FIFTEENTH: If articles SEVENTH through SIXTEENTH of this Certificate of Incorporation or any portion hereof shall be invalidated on any ground by any court of competent jurisdiction, then the Corporation shall nevertheless indemnify each person entitled to indemnification under article EIGHTH of this Certificate of Incorporation as to all expense, liability and loss (including attorneys’ fees and related disbursements, judgments, penalties, fines, ERISA excise taxes and penalties, and amounts paid or to be paid in settlement) actually and reasonably incurred or suffered by such person and for which indemnification is available to such person pursuant to this Certificate of Incorporation to the fullest extent permitted by any applicable portion of this Certificate of Incorporation that shall not have been invalidated and to the fullest extent permitted by applicable law.

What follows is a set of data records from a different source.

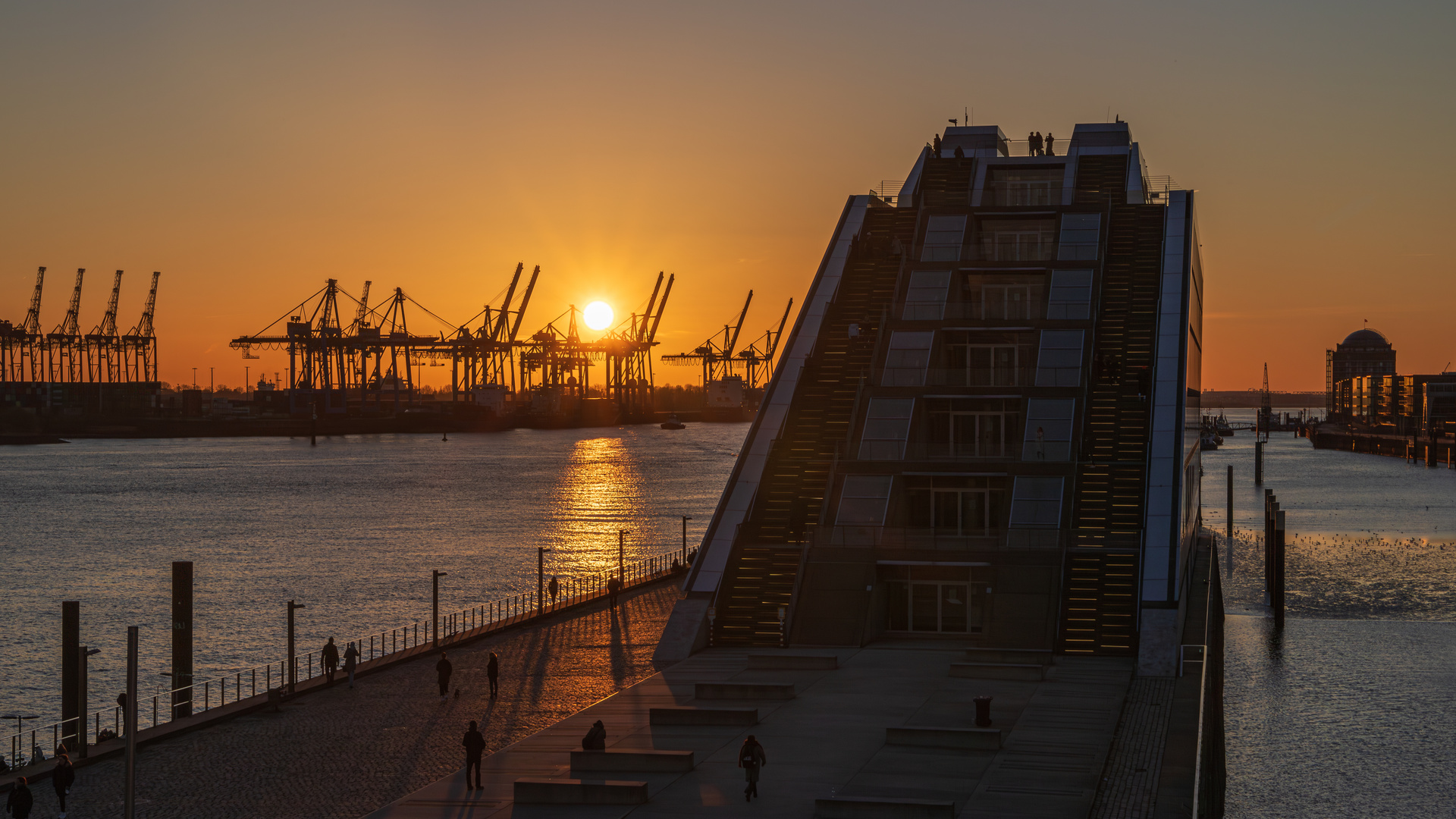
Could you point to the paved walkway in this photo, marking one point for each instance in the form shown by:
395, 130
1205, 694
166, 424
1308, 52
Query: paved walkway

SIXTEENTH: Unless the Corporation consents in writing to the selection of an alternative forum, the sole and exclusive forum for (i) any derivative action or proceeding


brought on behalf of the Corporation, (ii) any action asserting a claim of breach of a fiduciary duty owed by any director or officer or other employee of the Corporation to the Corporation or the Corporation’s stockholders, (iii) any action asserting a claim against the Corporation or any director or officer or other employee of the Corporation arising pursuant to any provision of the DGCL or the Corporation’s Certificate of Incorporation or Bylaws (as either may be amended from time to time), or (iv) any action asserting a claim against the Corporation or any director or officer or other employee of the Corporation governed by the internal affairs doctrines shall be a state court located within the State of Delaware (or, if no state court located within the State of Delaware has jurisdiction, the United States District Court for the District of Delaware).

SEVENTEENTH: The number of directors that shall constitute the whole board of directors of the Corporation shall be fixed from time to time by, or in the manner provided in, the Bylaws of the Corporation (or in an amendment thereof duly adopted by the Board of Directors of the Corporation or by the stockholders of the Corporation).

EIGHTEENTH: The Corporation reserves the right to amend, repeal and/or add to the provisions of this Certificate in any manner now or hereafter permitted by the DGCL and all rights conferred upon directors, officers, employees or agents hereby are subject to this reservation.